Ya sé lo ridículo que suena. Particularmente, porque yo era de los que decía que el celular era una necesidad creada por la sociedad de consumo. Han pasado unos años desde mi lógica aplastante que afirmaba que si me llamaban al fijo de mi casa y no estaba, seguro me encontraba ocupado, por lo que no podrían contar conmigo para lo que fuera. Aún recuerdo mis críticas ácidas a los amigos que se enrolaban en la telefonía móvil, cuando cada llamada costaba mil pesos (de mediados de los noventa) y los celulares eran grandes, pesados e, inevitablemente, notorios, con todo lo que eso implica. Acepto, incluso, que he sido algo retrógrado. Hubo momentos en los que un manos libres me parecía presumido e innecesario. Si bien el tiempo me probó lo contrario: tener las manos libres es una ventaja, sin contar con que es obligatorio al conducir; aún tengo algunos de esos prejuicios equivalentes, como el famoso audífono bluetooth, que no deja de parecer más fantoche que útil. Reitero, es un prejuicio de mechudo retrógrado.
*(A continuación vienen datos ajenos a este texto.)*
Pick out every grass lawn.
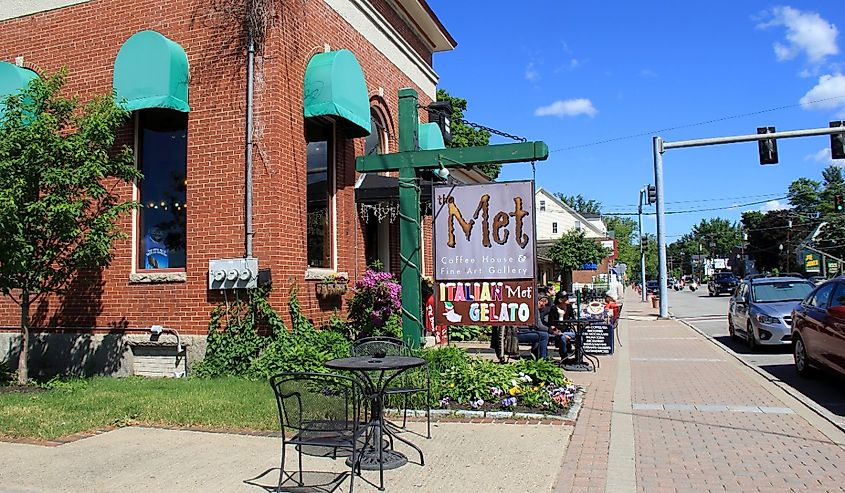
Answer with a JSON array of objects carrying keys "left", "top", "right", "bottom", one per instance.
[{"left": 0, "top": 377, "right": 278, "bottom": 440}]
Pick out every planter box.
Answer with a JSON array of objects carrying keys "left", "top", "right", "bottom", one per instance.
[{"left": 316, "top": 281, "right": 348, "bottom": 298}]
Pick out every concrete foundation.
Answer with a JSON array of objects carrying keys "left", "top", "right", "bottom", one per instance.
[{"left": 0, "top": 331, "right": 207, "bottom": 378}]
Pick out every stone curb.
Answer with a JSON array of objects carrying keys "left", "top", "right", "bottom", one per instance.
[
  {"left": 673, "top": 315, "right": 845, "bottom": 439},
  {"left": 383, "top": 386, "right": 586, "bottom": 425}
]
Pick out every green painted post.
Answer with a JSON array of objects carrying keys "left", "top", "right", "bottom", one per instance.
[
  {"left": 355, "top": 88, "right": 550, "bottom": 349},
  {"left": 397, "top": 88, "right": 423, "bottom": 348}
]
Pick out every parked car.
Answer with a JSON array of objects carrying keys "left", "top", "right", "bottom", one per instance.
[
  {"left": 708, "top": 272, "right": 739, "bottom": 297},
  {"left": 808, "top": 276, "right": 826, "bottom": 285},
  {"left": 729, "top": 277, "right": 815, "bottom": 351},
  {"left": 791, "top": 279, "right": 845, "bottom": 377},
  {"left": 645, "top": 280, "right": 659, "bottom": 294}
]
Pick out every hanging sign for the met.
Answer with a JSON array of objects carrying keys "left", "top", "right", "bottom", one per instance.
[{"left": 432, "top": 180, "right": 536, "bottom": 326}]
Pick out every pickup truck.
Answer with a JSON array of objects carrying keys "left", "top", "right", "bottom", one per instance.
[{"left": 708, "top": 272, "right": 738, "bottom": 297}]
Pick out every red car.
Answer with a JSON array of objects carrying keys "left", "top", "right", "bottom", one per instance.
[{"left": 791, "top": 279, "right": 845, "bottom": 377}]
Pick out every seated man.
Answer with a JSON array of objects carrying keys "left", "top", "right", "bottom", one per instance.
[
  {"left": 516, "top": 295, "right": 551, "bottom": 359},
  {"left": 548, "top": 291, "right": 578, "bottom": 360}
]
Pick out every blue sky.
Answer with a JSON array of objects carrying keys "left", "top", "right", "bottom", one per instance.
[{"left": 426, "top": 1, "right": 845, "bottom": 240}]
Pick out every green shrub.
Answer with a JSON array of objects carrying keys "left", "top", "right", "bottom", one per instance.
[
  {"left": 510, "top": 357, "right": 567, "bottom": 387},
  {"left": 446, "top": 325, "right": 487, "bottom": 341},
  {"left": 0, "top": 360, "right": 13, "bottom": 384},
  {"left": 194, "top": 284, "right": 353, "bottom": 380},
  {"left": 192, "top": 286, "right": 277, "bottom": 378}
]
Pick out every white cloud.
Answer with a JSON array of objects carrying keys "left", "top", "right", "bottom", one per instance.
[
  {"left": 639, "top": 69, "right": 658, "bottom": 78},
  {"left": 805, "top": 147, "right": 833, "bottom": 164},
  {"left": 759, "top": 6, "right": 839, "bottom": 64},
  {"left": 525, "top": 62, "right": 539, "bottom": 81},
  {"left": 534, "top": 98, "right": 597, "bottom": 118},
  {"left": 799, "top": 73, "right": 845, "bottom": 115},
  {"left": 761, "top": 199, "right": 788, "bottom": 212}
]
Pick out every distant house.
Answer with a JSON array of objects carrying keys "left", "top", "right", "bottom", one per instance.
[{"left": 534, "top": 188, "right": 614, "bottom": 286}]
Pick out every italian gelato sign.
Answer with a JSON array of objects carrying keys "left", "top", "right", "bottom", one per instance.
[
  {"left": 432, "top": 181, "right": 535, "bottom": 280},
  {"left": 434, "top": 280, "right": 536, "bottom": 326},
  {"left": 432, "top": 181, "right": 536, "bottom": 326}
]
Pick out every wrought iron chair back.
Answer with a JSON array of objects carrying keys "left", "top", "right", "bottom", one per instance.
[
  {"left": 269, "top": 372, "right": 365, "bottom": 492},
  {"left": 351, "top": 336, "right": 410, "bottom": 357},
  {"left": 350, "top": 336, "right": 432, "bottom": 439}
]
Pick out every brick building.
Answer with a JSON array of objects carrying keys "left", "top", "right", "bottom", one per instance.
[{"left": 0, "top": 0, "right": 461, "bottom": 376}]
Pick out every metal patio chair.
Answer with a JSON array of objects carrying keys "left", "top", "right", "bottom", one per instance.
[
  {"left": 351, "top": 336, "right": 432, "bottom": 439},
  {"left": 270, "top": 372, "right": 366, "bottom": 493}
]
Pero llegó el momento en el que tuve que usar un /(&$% teléfono de esos. Obligado por la empresa en la que trabajaba, me enfundé mi primer celular y con él me inscribí en esa nueva etapa de la tecnología contemporánea. Desde luego, eso incluye todo un nuevo mundo de mensajes, tarjetas, simcards, redes y muchos términos más que sólo nombro por cultura general y no porque los entienda. Yo, a duras penas, conseguía contestar el aparato ese. Sin embargo, el tiempo y la competencia hicieron que la telefonía celular se hiciera más amigable y asequible, hasta que la necesidad inventada se convirtió en una necesidad real. Todos debíamos tener un celular para que nos localicen en cualquier caso.
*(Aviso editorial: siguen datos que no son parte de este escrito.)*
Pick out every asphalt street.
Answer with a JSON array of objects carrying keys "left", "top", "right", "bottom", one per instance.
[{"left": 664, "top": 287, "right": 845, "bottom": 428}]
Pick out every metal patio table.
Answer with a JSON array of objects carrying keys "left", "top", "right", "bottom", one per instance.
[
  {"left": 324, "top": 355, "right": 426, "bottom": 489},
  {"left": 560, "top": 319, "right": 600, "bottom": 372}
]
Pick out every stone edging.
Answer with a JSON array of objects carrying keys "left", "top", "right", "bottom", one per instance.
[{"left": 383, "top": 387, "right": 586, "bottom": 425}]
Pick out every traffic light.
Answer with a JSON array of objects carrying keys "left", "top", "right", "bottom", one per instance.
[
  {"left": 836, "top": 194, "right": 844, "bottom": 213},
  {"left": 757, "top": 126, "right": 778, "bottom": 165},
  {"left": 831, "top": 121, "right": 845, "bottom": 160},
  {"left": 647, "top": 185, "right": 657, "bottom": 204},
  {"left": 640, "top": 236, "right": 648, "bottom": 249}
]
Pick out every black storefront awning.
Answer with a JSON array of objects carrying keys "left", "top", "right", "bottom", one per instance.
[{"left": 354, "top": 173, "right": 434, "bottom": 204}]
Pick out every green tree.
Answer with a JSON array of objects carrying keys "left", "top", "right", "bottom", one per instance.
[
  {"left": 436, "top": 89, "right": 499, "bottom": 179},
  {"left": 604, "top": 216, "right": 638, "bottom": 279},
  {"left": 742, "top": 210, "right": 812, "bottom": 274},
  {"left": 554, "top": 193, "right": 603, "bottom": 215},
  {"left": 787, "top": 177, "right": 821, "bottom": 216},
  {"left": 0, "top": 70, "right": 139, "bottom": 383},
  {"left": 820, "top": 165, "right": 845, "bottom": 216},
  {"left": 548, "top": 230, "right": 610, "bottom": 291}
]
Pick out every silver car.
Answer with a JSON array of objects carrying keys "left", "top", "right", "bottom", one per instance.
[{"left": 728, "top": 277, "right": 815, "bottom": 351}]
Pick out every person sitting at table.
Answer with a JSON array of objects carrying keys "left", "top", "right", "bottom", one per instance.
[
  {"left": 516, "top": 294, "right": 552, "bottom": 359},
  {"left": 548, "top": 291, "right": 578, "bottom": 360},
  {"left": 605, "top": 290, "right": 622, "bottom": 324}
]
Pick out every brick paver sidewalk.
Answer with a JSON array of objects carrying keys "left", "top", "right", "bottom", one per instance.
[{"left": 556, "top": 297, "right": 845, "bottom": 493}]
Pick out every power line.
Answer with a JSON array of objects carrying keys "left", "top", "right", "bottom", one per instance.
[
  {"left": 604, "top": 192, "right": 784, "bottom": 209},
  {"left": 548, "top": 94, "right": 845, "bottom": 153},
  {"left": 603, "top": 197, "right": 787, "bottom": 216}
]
Acepto que es difícil luchar contra el retrógrado interno. No es por simple terco ni por torpe (me cuesta infinidades manejar esos bichos), sino porque estas nuevas tecnologías suelen avanzar más rápido que la filosofía y el sentido común. Un teléfono no sirve para comunicarte sino para presumir del dinero que tienes para comprar el modelo más caro y moderno. Vales tanto como tu celular. Y eso sin contar con que ahora el teléfono no sirve, sino que debes tener un blackberry; de otra manera estas "out" o, simplemente, eres un pobre pendejo. Qué decir de esos aparatos que tienen cámara, radio, videograbadora y ni siquiera hacen bien lo que deben: llamadas. Bien lo llamó Juan Villoro: el "ornitorrinco electrónico".
Y si tanto me quejo, cuál fue la tragedia? Que perdí mi mugre teléfono y con él todos los datos de mis contactos. La vieja costumbre de la libreta con los números de los amigos desapareció. La información que tenía en el coco se fue con la sim y, desde luego, me vi en la penosa obligación de volver a fastidiar a mis amigos para que me mandaran sus números. Pero lo peor no fue eso, sino la horrible sensación de estar veinticuatro horas desconectado, incomunicado, inexistente en el mundo. En épocas pasadas, los amigos lo llamaban a uno a la casa, al trabajo, etc. En el peor de los casos, iban a buscarlo a la residencia. Hoy no. Hoy, si no te encuentran en el celular, no existes. Esa noche se pudo haber caído el mundo y nadie habría contado conmigo.
He ahí la tragedia, la dependencia de una costumbre ligada a una tecnología ligada al consumismo. Perder el celular es el moderno ostracismo, el destierro virtual. Esas son las nuevas cadenas que nos unen y nos esclavizan a todos.